Crysis 2 was announced as a dx11 game, which would grace the pc. It was later revised to be a console and pc game.
A couple of months before the game released questions were being raised about whether there would be dx11 support or not. Crytek held their tongues, until about a month before release. At that time, they confirmed that everyone was getting dx9.
Crysis 2 releases. Dx9 for everyone, and thegame has substantial problems in the code. Within days of release there is a substantial patch required to make the game playable for some. The initial patch makes the game playable for most.
A couple weeks later and Crytek says they are releasing patches, and banning players, that are abusing the broken multiplayer. Despite swinging the ban hammer with a reckless abandon that does remove some of the problem, and a miniscule share of non-offending players, the cheating is still present. The multiplayer is functionally dead a month after the games release date.
Several months after release Crytek finally makes a dx11 patch available. This patch adds a bit visually, but generally gives AMD graphics cards a nostril f*** without immensely improved graphics.
A month later Crytek releases the SDK. The multiplayer has been in the ground for months, the fan base has been thoroughly alienated. No insane PR stunt can cover this failure.
Back to opinionated land:
Crytek employees are likely not responsible for this abortion. EA, and Crytek management, are the culprits here. They pushed for the release of a game that was a month from being ready, accepted sloppy results, and believed that the name of the original game would polish this turd.
In reality people saw the taint that this game carried from a mile away. They avoided it, and bitch without properly vocalizing this game's failures. "Teh graphx r bad," as the Crytek employee implied that consumer said, is a problem. What they mean to say is that the graphics, even after updates, are either substandard or standard where we expected something extraordinary from the dev team that brought us the original Crysis.
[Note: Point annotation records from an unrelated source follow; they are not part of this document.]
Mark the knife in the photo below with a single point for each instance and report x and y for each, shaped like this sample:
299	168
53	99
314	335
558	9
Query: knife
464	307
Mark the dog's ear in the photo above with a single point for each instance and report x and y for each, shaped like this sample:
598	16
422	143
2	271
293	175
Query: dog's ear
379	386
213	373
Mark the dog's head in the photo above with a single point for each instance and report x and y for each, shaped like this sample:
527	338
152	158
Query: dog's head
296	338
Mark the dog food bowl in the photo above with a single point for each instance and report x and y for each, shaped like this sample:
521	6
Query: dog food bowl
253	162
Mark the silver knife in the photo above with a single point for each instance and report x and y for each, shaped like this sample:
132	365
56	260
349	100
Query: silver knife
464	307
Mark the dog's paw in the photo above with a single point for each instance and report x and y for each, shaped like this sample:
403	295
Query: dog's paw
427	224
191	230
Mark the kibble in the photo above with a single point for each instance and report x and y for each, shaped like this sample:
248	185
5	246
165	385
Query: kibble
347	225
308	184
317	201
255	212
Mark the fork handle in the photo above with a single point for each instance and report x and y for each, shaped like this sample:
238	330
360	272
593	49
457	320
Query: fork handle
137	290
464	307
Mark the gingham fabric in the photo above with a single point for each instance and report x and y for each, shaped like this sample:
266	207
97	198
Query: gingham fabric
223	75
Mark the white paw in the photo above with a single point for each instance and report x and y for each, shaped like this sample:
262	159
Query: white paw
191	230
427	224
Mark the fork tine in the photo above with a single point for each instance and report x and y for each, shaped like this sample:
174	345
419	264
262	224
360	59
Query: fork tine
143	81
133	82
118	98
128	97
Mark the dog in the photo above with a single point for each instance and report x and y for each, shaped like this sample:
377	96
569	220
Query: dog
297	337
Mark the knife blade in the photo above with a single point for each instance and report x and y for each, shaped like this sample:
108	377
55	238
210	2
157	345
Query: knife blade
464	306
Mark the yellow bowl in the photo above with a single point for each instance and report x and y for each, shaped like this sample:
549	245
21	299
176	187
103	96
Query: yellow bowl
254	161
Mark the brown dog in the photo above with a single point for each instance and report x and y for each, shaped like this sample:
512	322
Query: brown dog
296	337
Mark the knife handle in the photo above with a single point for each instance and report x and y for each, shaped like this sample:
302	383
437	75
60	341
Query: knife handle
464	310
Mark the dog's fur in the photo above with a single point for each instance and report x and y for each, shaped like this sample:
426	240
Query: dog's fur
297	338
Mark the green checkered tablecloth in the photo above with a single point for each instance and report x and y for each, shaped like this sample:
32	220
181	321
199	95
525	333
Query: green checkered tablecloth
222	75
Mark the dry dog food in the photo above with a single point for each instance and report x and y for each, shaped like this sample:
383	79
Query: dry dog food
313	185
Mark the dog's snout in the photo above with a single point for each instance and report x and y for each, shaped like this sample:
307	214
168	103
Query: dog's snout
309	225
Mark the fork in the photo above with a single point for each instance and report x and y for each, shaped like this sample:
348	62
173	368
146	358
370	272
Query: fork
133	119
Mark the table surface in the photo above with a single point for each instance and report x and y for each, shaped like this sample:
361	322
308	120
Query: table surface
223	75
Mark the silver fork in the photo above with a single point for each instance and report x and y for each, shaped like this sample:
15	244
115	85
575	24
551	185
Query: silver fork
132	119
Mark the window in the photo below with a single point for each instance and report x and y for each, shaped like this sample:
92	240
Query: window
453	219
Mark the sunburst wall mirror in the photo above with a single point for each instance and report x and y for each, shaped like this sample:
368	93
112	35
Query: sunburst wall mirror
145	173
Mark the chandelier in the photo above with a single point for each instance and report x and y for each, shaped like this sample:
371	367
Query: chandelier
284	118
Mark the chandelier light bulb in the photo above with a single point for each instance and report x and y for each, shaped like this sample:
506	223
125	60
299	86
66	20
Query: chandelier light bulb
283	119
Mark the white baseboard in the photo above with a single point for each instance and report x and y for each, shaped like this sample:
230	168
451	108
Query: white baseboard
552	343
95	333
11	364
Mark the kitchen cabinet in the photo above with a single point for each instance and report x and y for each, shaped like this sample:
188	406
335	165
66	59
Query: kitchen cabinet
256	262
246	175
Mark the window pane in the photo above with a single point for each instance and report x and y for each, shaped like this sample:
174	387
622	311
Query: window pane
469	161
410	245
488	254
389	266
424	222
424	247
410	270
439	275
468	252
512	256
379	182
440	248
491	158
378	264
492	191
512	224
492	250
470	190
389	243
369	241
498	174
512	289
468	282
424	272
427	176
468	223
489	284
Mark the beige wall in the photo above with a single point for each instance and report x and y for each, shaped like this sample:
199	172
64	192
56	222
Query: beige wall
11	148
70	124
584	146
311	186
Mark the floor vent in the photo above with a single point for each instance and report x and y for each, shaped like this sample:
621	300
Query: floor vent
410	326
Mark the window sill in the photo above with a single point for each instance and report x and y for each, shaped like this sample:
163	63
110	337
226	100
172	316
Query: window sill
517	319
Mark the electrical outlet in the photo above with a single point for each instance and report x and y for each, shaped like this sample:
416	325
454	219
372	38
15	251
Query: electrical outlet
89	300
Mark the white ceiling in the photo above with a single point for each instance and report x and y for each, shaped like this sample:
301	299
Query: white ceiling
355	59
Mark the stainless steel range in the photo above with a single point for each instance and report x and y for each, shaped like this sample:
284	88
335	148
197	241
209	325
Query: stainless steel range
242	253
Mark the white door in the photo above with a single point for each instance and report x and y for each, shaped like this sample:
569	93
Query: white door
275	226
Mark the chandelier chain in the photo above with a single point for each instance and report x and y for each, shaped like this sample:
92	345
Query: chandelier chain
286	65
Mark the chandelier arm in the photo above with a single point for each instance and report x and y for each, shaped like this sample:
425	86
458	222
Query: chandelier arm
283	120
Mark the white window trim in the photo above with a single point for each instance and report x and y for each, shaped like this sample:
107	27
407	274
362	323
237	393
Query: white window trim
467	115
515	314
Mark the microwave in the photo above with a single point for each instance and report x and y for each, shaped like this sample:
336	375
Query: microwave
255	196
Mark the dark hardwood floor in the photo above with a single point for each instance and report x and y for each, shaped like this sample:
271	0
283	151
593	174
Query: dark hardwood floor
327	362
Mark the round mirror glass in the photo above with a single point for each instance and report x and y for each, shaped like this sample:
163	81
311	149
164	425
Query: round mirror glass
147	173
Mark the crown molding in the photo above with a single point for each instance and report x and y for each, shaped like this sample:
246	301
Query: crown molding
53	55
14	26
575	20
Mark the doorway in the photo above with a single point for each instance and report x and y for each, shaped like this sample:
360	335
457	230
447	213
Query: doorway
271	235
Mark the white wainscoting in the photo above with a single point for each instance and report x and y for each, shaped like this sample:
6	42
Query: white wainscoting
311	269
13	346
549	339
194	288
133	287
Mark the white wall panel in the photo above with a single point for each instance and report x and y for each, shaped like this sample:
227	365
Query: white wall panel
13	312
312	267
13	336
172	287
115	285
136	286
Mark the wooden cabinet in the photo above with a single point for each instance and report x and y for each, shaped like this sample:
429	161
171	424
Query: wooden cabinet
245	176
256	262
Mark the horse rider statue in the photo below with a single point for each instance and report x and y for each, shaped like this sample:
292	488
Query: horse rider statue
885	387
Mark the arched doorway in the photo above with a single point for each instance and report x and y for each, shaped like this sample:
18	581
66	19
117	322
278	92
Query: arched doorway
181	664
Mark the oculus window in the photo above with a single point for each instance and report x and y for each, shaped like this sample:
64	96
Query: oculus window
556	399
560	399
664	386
Asking for an exceptional product is not unreasonable. Crytek proved that they could Macgiver one heck of an amazing game out of PCs years ago. Despite technological improvements (in computers, not consoles), Crysis 2 did not substantially exceed the standards set by the original.
Crytek needs to drop a set, and tell people that they dropped the ball. Instead, they work on a port of a PC game, so they can destroy the nostalgia associated with it to cash in. I hate to say it, but Crytek is going to f*** the pooch for a paycheck, and their inability to own up to failures is going to burn through the good will they developed with Crysis.